Tonight when I revealed in an exclusive sneak preview that I was going to explain the origin of my name, Raoul, ever supportive of my endeavors, said “Have people been asking?” The answer to that is “no, not one,” but let me challenge you, reader: What would investigative journalism be if I just waited around for everyone else to ask the questions? It’d be sloppy seconds, that’s what. And nobody likes sloppy seconds (except for your father, apparently, who seems to enjoy having sex with your mother immediately after I have, the weirdo). But enough about Raoul Raincloud, this is MY blog, dammit.
Everywhere I go, people want to know “What does Ablakalypse Now mean?” Unfortunately, when strangers accost me, my BenevolenceFilter translates whatever they say into “Can you spare some change? I need to continue my drug habit” so I usually reply with something like, “Frig off, I don't have any food!” It isn’t until much later, as I review the day’s events with a bucket of scotch, that I discover what was actually asked. Well, my friends, if you dare, follow me into the rabbit hole so we can get to the bottom of the relatively simple origin of this blog’s name.

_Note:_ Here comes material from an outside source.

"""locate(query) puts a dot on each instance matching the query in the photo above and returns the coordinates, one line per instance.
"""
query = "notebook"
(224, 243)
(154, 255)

It all began some years ago when I toured the globe as a world-famous rapper. “Blaka,” you see, is my rap name, for it is the sound what my gun(s) makes when it is fired. The fact that my entire persona is named after a gun firing leads one to believe that my gun is fired frequently, and it certainly is, but this is no ordinary gun (more on this in a minute).
Now, when you hear “apocalypse,” you picture one of two things:
1. One of the best supervillains EVER
2. Fire raining from the heavens (in a bad way)
It is in the spirit of #2 that my name arises. So, if we couple my gun, or at least the sound of it (“blaka,” remember? We just fucking talked about this…) with this notion of things falling from the sky, we can then assume that what actually rains from above are bullets from my gun. Fear not, weary travelers, these bullets are not messengers of death, but of laughter. For you see, humor is my ammo. So I guess that makes the computer my gun?
Actually, I’m pretty sure…
Thank you, Stanley Kubrick.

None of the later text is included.